Cases were identified by daily review of hospital attendance logs in electronic medical records. Likewise, demographics, smoking exposure, coexisting conditions, treatment received during the last two weeks before hospitalization, need for ICU admission, complications or death during the clinical course, and therapeutic management interventions were obtained by reviewing electronic medical records. On the other hand, perinatal (birth weight and gestational age at delivery) and childhood (“asthma” or other respiratory disease in childhood) data were obtained by a face-to-face or telephone interview.

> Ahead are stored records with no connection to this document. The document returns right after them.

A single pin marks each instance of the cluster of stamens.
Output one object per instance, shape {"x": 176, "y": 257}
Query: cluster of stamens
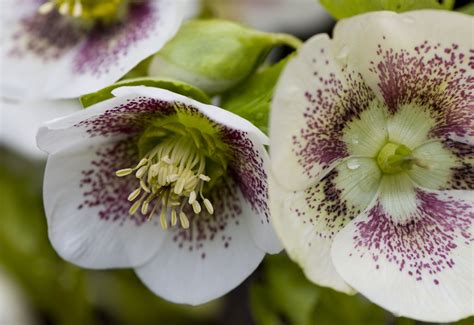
{"x": 86, "y": 9}
{"x": 171, "y": 177}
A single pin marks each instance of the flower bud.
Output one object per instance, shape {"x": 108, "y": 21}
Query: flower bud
{"x": 214, "y": 55}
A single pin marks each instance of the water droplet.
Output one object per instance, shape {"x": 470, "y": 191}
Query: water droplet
{"x": 343, "y": 53}
{"x": 353, "y": 164}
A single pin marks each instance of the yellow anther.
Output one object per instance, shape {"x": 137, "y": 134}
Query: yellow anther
{"x": 192, "y": 197}
{"x": 77, "y": 10}
{"x": 208, "y": 206}
{"x": 134, "y": 207}
{"x": 46, "y": 8}
{"x": 64, "y": 8}
{"x": 145, "y": 206}
{"x": 174, "y": 217}
{"x": 196, "y": 207}
{"x": 163, "y": 221}
{"x": 124, "y": 172}
{"x": 184, "y": 220}
{"x": 141, "y": 171}
{"x": 134, "y": 194}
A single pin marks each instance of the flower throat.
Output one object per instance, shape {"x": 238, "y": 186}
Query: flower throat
{"x": 176, "y": 173}
{"x": 87, "y": 10}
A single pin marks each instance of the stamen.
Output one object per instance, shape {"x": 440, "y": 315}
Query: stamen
{"x": 174, "y": 217}
{"x": 196, "y": 207}
{"x": 64, "y": 8}
{"x": 134, "y": 194}
{"x": 141, "y": 171}
{"x": 164, "y": 223}
{"x": 77, "y": 10}
{"x": 192, "y": 197}
{"x": 46, "y": 8}
{"x": 124, "y": 172}
{"x": 208, "y": 206}
{"x": 171, "y": 178}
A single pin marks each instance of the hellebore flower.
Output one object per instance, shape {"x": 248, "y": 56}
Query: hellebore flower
{"x": 156, "y": 181}
{"x": 372, "y": 148}
{"x": 68, "y": 48}
{"x": 20, "y": 121}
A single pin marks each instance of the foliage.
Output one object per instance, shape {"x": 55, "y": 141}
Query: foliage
{"x": 346, "y": 8}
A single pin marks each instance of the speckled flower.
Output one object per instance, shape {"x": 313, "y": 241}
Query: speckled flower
{"x": 372, "y": 138}
{"x": 169, "y": 186}
{"x": 67, "y": 48}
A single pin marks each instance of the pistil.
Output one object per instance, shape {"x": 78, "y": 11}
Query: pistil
{"x": 87, "y": 10}
{"x": 171, "y": 178}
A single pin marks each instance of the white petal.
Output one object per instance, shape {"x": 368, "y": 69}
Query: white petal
{"x": 87, "y": 209}
{"x": 304, "y": 144}
{"x": 418, "y": 58}
{"x": 72, "y": 62}
{"x": 307, "y": 221}
{"x": 440, "y": 167}
{"x": 20, "y": 121}
{"x": 216, "y": 114}
{"x": 398, "y": 197}
{"x": 422, "y": 270}
{"x": 204, "y": 262}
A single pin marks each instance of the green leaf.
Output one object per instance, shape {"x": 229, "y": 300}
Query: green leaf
{"x": 49, "y": 282}
{"x": 346, "y": 8}
{"x": 467, "y": 9}
{"x": 285, "y": 296}
{"x": 214, "y": 54}
{"x": 169, "y": 84}
{"x": 252, "y": 99}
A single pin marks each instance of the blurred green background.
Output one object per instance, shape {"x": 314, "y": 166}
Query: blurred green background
{"x": 52, "y": 291}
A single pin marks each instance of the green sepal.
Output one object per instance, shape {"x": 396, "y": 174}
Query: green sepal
{"x": 178, "y": 87}
{"x": 467, "y": 9}
{"x": 215, "y": 55}
{"x": 347, "y": 8}
{"x": 252, "y": 99}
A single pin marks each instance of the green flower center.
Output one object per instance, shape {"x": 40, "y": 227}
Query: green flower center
{"x": 394, "y": 158}
{"x": 182, "y": 159}
{"x": 88, "y": 10}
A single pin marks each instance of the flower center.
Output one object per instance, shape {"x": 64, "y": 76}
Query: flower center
{"x": 175, "y": 175}
{"x": 394, "y": 158}
{"x": 88, "y": 10}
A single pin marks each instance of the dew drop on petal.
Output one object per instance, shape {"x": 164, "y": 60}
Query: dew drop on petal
{"x": 343, "y": 53}
{"x": 353, "y": 164}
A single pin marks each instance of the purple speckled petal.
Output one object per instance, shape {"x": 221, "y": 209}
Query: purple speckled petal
{"x": 307, "y": 221}
{"x": 63, "y": 59}
{"x": 87, "y": 209}
{"x": 211, "y": 258}
{"x": 248, "y": 167}
{"x": 315, "y": 99}
{"x": 432, "y": 68}
{"x": 422, "y": 269}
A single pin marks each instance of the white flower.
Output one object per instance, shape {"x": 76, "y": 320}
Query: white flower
{"x": 372, "y": 138}
{"x": 67, "y": 48}
{"x": 169, "y": 186}
{"x": 20, "y": 121}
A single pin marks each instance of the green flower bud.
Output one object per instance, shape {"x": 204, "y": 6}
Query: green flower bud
{"x": 214, "y": 55}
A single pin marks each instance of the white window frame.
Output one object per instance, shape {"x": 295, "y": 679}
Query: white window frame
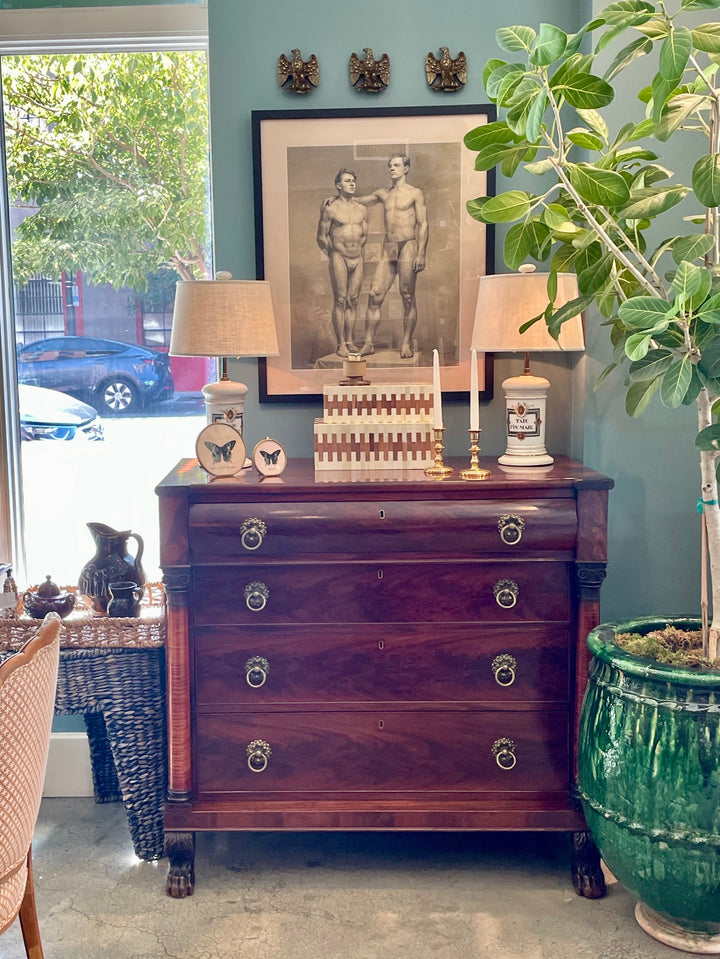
{"x": 64, "y": 30}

Birth weight centiles were calculated adjusted by gender and gestational age at birth according to local standards44. LBW was defined as birth weight equal or below 2500 g14. Fetal growth restriction was defined as a birth weight below the 10th centile for gestational age45 and preterm delivery as born before 37 weeks of gestation46.

Validation dataset

Study design, setting and population

To validate externally the performance of the prognostic algorithm created by the development cohort, we collected independent data from self-selected volunteers who declared laboratory-confirmed SARS-CoV-2 infection through an anonymous multilingual (Spanish, Catalan, Italian, English and French) online survey (Limey Survey GmbH, Germany). The survey was disseminated via email and social media, and it was open and free for all subjects who self-reported to have laboratory confirmed COVID-19. Demographic information, coexisting conditions, perinatal and childhood data, COVID-19 related symptoms and need for hospitalization or admission to ICU were collected (voluntary sampling) using an anonymous web-based cross-sectional survey from April 1 to May 31, 2020.

Statistical analysis

Results are presented as counts (percentage) or mean (SD) as appropriate. Our aim was to determine whether being born LBW increases susceptibility to severe COVID-19 in non-elderly adults. Our main outcome measure was admission to ICU for COVID-19. Our main exposure measure was LBW defined as birth weight ≤ 2500 g. Other exposure measures were age, sex, body mass index, smoking status, presence of comorbidities (hypertension, cardiovascular disease, diabetes mellitus, obesity, chronic lung disease and malignancy), fetal growth restriction (defined as birth weight below 10th centile), prematurity (defined as delivery occurring before 37 weeks) and childhood lung disease. Variables with p < 0.05 on univariate analyses were entered in the multivariate logistic regression analysis to determine independent risk factors for ICU admission. A forward stepwise selection algorithm was applied to select the final model in the development dataset. Odds ratio and 95% confidence interval (95% CI) were calculated. Hosmer and Lemeshow test were used to assess the goodness of fit of the final model47. Analysis of the Receiver Operating Curve (ROC) was used to evaluate the predictive performance of the model in the development datasets and the optimal cut-off was computed using Youden criteria48. The model determined in the development dataset was used to predict ICU admission in the validation dataset and we report the statistical parameters for development and validation. All p-values are two-sided and considered statistically significant if < 0.05. Data were analysed with SPSS v26 and R software version 3.6.2 (R project for statistical computing, Vienna, Austria).